Dear Senator DeCamp:

You have asked our opinion as to the constitutional validity of LB 190. We perceive no constitutional problems with it.

LB 190 amends Neb. Rev. Stat. §74-1320 (Supp. 1980), by striking all of the present provisions of that section, and substituting a new section. It would provide for a tax om each railroad transporting freight in this state, as its share of constructing, rehabilitating, relocating, and modifying grade separations at grade crossings. The tax would be measured by the number of train miles operated by the railroad in the state, and the number of public grade crossings on the line of the railroad in this state. The tax would be paid into the Grade Crossing Protection Fund, to provide financial assistance to political subdivisions in the construction, etc., of railroad grade separation facilities. Train mile is defined as each mile traveled by a train in this state, regardless of the number of cars in such train.

We wrote an opinion on April 25, 1979 (Number 95), in which we concluded that LB 42, which eventually became §§74-1320 to 74-1322, was constitutional. We relied upon Complete Auto Transit, Inc., v. Brady, 430 U.S. 274, 51 L.Ed.2d 326, 97 S.Ct. 1076 (1977), in which the court held that a tax on a facility of interstate commerce would be upheld if the activity taxed had a substantial nexus with the taxing state, and the tax was fairly apportioned, did not discriminate against interstate commerce, and was fairly related to the services provided by the state. We believe LB 190 meets those tests.

The purpose of doing work on "railroad grade separation facilities" is to lessen danger to the public from railroad accidents at grade crossings. The number of grade crossings on a railroad's lines, and the number of train miles a railroad runs in this state certainly are rationally related to the danger of such accidents, and to the need for preventive work. This therefore seems a fair way of apportioning the cost of such work.

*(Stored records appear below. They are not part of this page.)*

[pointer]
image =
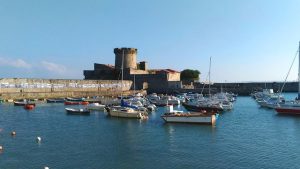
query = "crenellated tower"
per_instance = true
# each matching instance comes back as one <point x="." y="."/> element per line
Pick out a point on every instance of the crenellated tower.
<point x="129" y="58"/>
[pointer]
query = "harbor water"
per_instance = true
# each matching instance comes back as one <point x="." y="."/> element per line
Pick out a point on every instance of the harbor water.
<point x="246" y="137"/>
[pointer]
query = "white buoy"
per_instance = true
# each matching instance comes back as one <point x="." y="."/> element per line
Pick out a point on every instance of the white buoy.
<point x="38" y="139"/>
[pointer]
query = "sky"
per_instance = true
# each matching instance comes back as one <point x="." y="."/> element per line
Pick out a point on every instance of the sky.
<point x="247" y="40"/>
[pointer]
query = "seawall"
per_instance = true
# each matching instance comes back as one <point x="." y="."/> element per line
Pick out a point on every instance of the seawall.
<point x="16" y="88"/>
<point x="243" y="89"/>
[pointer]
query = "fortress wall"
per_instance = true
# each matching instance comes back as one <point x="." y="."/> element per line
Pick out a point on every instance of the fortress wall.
<point x="52" y="88"/>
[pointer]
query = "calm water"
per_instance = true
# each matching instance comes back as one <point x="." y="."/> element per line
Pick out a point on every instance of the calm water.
<point x="247" y="137"/>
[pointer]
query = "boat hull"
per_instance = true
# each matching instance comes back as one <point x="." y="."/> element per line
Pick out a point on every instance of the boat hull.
<point x="125" y="114"/>
<point x="55" y="100"/>
<point x="203" y="119"/>
<point x="200" y="108"/>
<point x="76" y="103"/>
<point x="77" y="111"/>
<point x="291" y="111"/>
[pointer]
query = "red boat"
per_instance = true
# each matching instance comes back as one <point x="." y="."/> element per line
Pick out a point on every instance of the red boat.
<point x="76" y="103"/>
<point x="29" y="106"/>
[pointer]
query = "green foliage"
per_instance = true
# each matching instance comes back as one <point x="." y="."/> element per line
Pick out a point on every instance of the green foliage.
<point x="189" y="74"/>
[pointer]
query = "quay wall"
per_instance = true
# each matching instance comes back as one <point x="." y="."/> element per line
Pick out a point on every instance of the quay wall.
<point x="15" y="88"/>
<point x="244" y="88"/>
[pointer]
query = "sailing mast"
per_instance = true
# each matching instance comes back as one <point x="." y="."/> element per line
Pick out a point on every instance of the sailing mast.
<point x="209" y="78"/>
<point x="122" y="74"/>
<point x="299" y="72"/>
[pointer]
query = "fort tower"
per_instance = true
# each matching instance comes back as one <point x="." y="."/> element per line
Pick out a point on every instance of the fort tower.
<point x="129" y="58"/>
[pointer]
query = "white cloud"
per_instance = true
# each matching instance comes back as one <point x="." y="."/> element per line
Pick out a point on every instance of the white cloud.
<point x="18" y="63"/>
<point x="53" y="67"/>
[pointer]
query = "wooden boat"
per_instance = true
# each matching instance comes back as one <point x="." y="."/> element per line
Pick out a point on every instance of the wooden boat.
<point x="200" y="108"/>
<point x="77" y="111"/>
<point x="76" y="103"/>
<point x="74" y="99"/>
<point x="126" y="112"/>
<point x="20" y="103"/>
<point x="292" y="109"/>
<point x="56" y="100"/>
<point x="189" y="117"/>
<point x="96" y="106"/>
<point x="29" y="106"/>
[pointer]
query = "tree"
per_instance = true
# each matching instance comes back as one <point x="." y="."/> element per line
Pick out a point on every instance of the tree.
<point x="189" y="74"/>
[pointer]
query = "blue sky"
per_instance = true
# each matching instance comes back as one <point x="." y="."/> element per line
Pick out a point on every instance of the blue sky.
<point x="248" y="40"/>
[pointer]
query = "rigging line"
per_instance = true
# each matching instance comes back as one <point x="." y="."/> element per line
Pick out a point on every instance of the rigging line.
<point x="289" y="71"/>
<point x="204" y="83"/>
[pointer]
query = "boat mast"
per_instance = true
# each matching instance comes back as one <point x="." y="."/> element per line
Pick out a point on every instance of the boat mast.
<point x="209" y="77"/>
<point x="122" y="74"/>
<point x="134" y="84"/>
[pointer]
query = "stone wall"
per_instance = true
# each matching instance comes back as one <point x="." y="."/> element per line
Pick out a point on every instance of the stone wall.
<point x="247" y="88"/>
<point x="52" y="88"/>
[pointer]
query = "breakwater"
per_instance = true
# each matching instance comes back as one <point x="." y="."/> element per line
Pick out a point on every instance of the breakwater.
<point x="243" y="88"/>
<point x="15" y="88"/>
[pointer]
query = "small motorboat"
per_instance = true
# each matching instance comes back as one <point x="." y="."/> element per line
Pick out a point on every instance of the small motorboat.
<point x="75" y="99"/>
<point x="176" y="116"/>
<point x="80" y="111"/>
<point x="20" y="103"/>
<point x="29" y="106"/>
<point x="56" y="100"/>
<point x="96" y="106"/>
<point x="76" y="103"/>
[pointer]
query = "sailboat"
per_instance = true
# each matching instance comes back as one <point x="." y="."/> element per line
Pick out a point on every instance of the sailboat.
<point x="123" y="111"/>
<point x="204" y="104"/>
<point x="292" y="108"/>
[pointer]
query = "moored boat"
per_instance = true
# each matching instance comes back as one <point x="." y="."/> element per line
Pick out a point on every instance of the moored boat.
<point x="56" y="100"/>
<point x="20" y="103"/>
<point x="76" y="103"/>
<point x="77" y="111"/>
<point x="294" y="107"/>
<point x="202" y="107"/>
<point x="126" y="112"/>
<point x="29" y="106"/>
<point x="75" y="99"/>
<point x="189" y="117"/>
<point x="96" y="106"/>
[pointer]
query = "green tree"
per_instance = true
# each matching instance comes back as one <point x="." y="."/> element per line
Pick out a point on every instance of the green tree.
<point x="189" y="74"/>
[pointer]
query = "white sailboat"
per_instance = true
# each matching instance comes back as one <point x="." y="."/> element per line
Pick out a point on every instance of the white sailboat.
<point x="292" y="108"/>
<point x="176" y="116"/>
<point x="121" y="111"/>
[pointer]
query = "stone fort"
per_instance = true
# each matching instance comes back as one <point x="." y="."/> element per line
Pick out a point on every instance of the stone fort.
<point x="152" y="80"/>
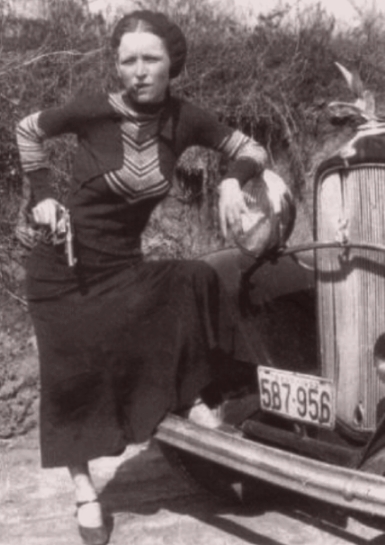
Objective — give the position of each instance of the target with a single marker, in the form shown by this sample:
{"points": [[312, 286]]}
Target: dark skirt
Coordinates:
{"points": [[119, 348]]}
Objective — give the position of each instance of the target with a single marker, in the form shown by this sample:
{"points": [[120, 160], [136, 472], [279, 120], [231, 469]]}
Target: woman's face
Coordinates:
{"points": [[143, 65]]}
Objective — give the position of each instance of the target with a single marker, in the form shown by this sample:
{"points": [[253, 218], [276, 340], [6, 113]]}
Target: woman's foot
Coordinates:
{"points": [[202, 415], [92, 527]]}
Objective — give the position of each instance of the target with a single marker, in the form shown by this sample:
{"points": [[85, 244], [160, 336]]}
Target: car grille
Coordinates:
{"points": [[350, 204]]}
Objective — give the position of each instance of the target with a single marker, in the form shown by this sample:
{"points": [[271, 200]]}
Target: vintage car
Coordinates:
{"points": [[311, 416]]}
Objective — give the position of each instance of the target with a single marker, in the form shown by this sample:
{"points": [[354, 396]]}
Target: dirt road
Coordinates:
{"points": [[153, 505]]}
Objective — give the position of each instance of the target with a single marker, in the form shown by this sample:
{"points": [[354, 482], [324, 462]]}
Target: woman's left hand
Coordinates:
{"points": [[232, 206]]}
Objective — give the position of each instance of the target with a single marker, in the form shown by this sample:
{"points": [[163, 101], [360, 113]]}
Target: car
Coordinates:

As amended under LB 190, §74-1320(3) would provide that in any year in which, on January I, there was ten million dollars in the grade crossing protection fund, the tax should not be collected for that year. We can see no problem with such a provision. Certainly the state would not be expected to collect more than was needed for the purpose for which the tax was levied. If the Legislature concludes that ten million dollars is an adequate reserve in the fund, stopping collection of the tax when such sum is reached seems eminently proper.